Both France and the United States have opened in their capitals new national art museums. Pontus Hulten, the director of the celebrated and controversial Beaubourg Museum in Paris, came to Washington recently and looked at the East Building of the National Gallery of Art.

"It is too elegant," he said.

Official visitors from France do not typically complain of our excessive elegance, but Hulten is not typical. He is known in his profession as a chance-taking iconoclast. He wore a dark blue suit (the museum director's uniform) but his was rumpled corduroy. He likes to ride a motorcycle rather than a limousine. And though he directs Paris' National Museum of Modern Art, he is not a Frenchman, but a Swede.

The two museums do have much in common - striking modern architecture, strikabstract pictures and enormous crowds. The art-and-culture center in the Plateau Beaubourg has attracted more than 10 million visitors since its opening in January 1977; and the new East Building is a comparable draw.

"But there are differences," said Hulten. "Your museum seems a temple. Ours has the spirit of a factory instead."

It is a factory with a dazzle. Its materials are industrial - steel tie-rods, panes of glass, its structure is exposed, not encased in marble, and glass tubes containing escalators snake up its facade. It is painted in bright colors, and glows at night. Many claim to loathe it. Some say that it resembles a huge and crowded spaceship that unaccountably has touched down a few blocks from Notre Dame.

"Its glass walls are transparent. I like that," Hulten said. "It is time that we took pictures out of their old golden frames and out into the streets."

TThe complex known as Beaubourg is not only a museum: It includes a public library - the first in France - and centers for the study of industrial design, the history of film, music and acoustics. The acrobats and strongmen, fire-eaters and guitarists, who perform all summer long on the plaza at its door, have brought to the Beaubourg the high spirits of a circus.

There is nothing frivolous about the marble-walled East Building. Imposing as a pyramid, it is a treasure house for art.

When Hulten starts to list the pictures he's acquired - "The Deep" by Jackson Pollock, "Shining Forth" by Barnett Newman - he does not talk of masterworks. Instead he likes to speak of "this bomb that is art."

When Hulten was director of the modern museum in Stockholm, he acquired a high-speed racing car, a Lotus Formula One, as a piece of modern sculpture. Another art machine shown there, this one by Jean Tinguely, accepted coins from visitors and spewed out abstract drawings.

"New art of this sort has been, I feel, desacralized. It need not be exhibited in an atmosphere of mystery. It has stepped out of the frame and down from the pedestal, into real life.

"In Sweden," he continued, "we thought of our museum as a kind of home for homeless new expressions, for movies that couldn't be shown in the movie houses, for music that couldn't be heard in the concert halls. In the 1960s everything seemed possible. It was a springtime situation. Everything seemed new as if seen for the first time, and by a new public, too."
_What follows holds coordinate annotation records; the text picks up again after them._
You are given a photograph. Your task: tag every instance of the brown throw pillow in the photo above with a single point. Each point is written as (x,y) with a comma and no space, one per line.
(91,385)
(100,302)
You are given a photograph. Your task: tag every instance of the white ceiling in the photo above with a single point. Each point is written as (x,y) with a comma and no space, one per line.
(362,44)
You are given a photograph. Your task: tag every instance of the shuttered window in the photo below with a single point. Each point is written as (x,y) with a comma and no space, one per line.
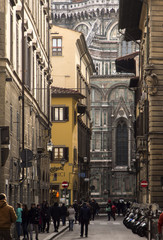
(57,47)
(60,153)
(122,144)
(59,114)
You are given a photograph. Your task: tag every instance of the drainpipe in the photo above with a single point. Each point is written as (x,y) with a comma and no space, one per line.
(23,80)
(49,83)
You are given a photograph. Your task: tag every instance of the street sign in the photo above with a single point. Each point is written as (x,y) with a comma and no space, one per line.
(65,184)
(144,184)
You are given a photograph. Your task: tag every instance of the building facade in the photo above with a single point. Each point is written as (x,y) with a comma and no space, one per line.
(25,106)
(72,67)
(146,29)
(98,20)
(64,164)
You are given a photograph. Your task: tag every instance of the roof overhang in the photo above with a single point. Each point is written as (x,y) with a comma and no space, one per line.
(129,17)
(126,63)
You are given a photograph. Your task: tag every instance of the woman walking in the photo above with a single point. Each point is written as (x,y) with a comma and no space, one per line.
(71,217)
(18,220)
(25,221)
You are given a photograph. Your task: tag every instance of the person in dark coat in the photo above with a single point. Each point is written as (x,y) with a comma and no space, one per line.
(108,209)
(56,215)
(93,206)
(7,217)
(45,212)
(25,221)
(76,207)
(85,215)
(63,214)
(34,216)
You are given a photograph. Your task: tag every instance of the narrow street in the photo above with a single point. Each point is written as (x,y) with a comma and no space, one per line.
(102,229)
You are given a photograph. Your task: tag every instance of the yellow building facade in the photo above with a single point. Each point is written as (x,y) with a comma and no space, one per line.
(72,67)
(65,141)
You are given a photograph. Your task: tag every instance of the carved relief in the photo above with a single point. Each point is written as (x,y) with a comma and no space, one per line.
(151,80)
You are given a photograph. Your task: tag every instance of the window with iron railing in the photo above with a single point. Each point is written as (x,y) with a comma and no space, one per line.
(59,114)
(57,47)
(60,153)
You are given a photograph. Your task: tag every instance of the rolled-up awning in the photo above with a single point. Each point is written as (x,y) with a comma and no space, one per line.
(126,63)
(129,18)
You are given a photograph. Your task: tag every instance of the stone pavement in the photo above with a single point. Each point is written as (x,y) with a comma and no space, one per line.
(51,235)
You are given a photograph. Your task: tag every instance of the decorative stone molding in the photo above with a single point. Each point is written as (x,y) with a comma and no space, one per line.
(25,24)
(34,43)
(45,8)
(151,79)
(29,34)
(18,11)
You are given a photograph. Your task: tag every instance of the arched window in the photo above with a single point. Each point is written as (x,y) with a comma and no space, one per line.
(106,68)
(121,144)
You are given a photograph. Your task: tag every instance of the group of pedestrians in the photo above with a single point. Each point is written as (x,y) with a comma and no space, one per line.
(37,219)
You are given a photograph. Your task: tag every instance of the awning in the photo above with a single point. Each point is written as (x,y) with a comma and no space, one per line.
(81,108)
(134,82)
(126,63)
(129,17)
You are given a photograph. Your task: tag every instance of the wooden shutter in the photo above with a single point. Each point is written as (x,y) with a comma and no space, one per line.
(66,153)
(66,113)
(52,114)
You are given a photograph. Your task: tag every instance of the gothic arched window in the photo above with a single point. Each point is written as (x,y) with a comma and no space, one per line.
(122,144)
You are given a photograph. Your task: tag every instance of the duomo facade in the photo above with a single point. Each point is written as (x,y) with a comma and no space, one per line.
(112,173)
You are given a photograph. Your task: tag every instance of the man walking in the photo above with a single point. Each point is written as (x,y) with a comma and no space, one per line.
(7,217)
(56,215)
(85,215)
(34,216)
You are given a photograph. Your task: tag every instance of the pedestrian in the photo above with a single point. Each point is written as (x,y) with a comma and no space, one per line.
(45,212)
(7,217)
(63,214)
(85,215)
(160,224)
(71,217)
(97,207)
(93,207)
(113,210)
(108,209)
(34,216)
(76,207)
(18,220)
(56,215)
(25,221)
(40,223)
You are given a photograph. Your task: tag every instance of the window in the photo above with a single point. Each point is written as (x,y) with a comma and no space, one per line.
(122,144)
(60,152)
(59,114)
(11,36)
(11,118)
(97,141)
(57,47)
(97,117)
(18,127)
(55,177)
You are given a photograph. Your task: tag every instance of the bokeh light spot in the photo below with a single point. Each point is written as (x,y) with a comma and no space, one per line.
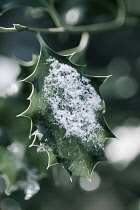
(72,16)
(90,186)
(10,204)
The Beaubourg opened with a retrospective exhibition given to a Frenchman, the late Marcel Duchamp. Shows called "Paris-New York" and "Paris-Berlin" have been seen there since; so have recent paintings by Warhol, Jasper Johns, Sam Francis and Claes Oldenburg - men whose works would not seem out of place in the new East Building.
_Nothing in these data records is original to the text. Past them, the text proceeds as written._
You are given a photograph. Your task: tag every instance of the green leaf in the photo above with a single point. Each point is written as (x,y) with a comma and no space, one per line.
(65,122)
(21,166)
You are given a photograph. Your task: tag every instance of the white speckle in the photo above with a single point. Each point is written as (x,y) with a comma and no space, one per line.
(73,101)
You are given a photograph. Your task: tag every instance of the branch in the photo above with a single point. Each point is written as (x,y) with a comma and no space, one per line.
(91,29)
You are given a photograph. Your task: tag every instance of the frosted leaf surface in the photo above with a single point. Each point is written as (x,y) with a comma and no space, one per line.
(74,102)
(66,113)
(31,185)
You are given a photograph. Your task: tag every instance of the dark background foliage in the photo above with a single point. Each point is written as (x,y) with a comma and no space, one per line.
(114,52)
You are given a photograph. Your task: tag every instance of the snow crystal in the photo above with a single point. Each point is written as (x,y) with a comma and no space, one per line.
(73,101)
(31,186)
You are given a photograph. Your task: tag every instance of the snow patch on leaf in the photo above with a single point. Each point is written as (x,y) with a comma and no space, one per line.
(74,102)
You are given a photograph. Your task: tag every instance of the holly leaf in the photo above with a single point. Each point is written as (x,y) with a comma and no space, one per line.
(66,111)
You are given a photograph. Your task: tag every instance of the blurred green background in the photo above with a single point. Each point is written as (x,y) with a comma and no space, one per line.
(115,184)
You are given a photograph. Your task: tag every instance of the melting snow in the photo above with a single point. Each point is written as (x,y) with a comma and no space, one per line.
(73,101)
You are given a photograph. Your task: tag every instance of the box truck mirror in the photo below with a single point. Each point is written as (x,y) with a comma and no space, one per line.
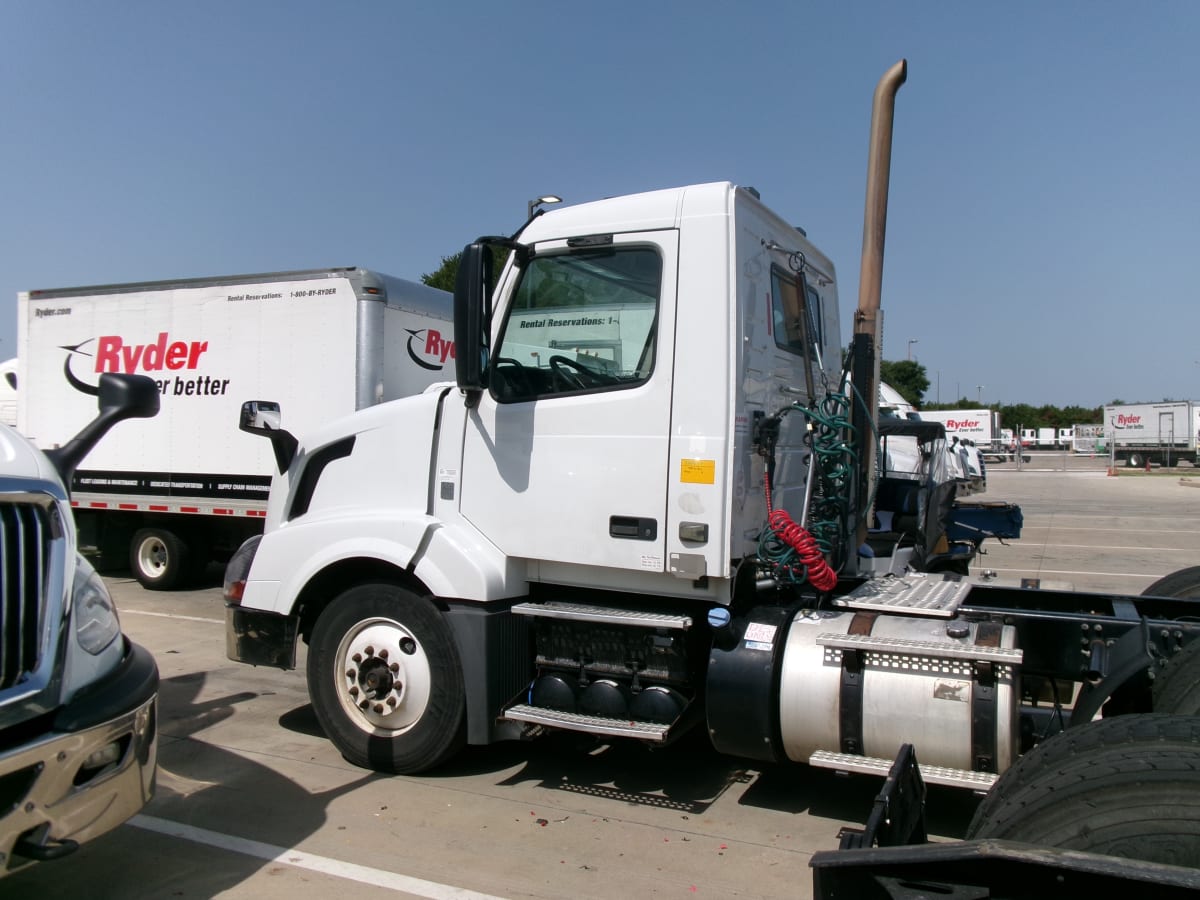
(471,315)
(119,397)
(265,419)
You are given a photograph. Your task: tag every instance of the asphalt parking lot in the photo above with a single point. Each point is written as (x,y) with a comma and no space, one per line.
(253,802)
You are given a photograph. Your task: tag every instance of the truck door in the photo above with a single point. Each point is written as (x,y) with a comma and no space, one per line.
(565,455)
"It is not the art that's different; it is the setting," Hulten said. "We do nothing revolutionary. We are not attempting to overthrow the cart. It is a question of atmosphere, of making things accessible, not frightening, not pompous. We wish to present works of art as one might see them in a studio. Paintings, music, film, industrial design all work together at Beaubourg. The East Building shows art only. Our proposition is more romantic, maybe even more old-fashioned, than is yours. You cannot say that one approach is better than another. But the two are different, there is no doubt of that."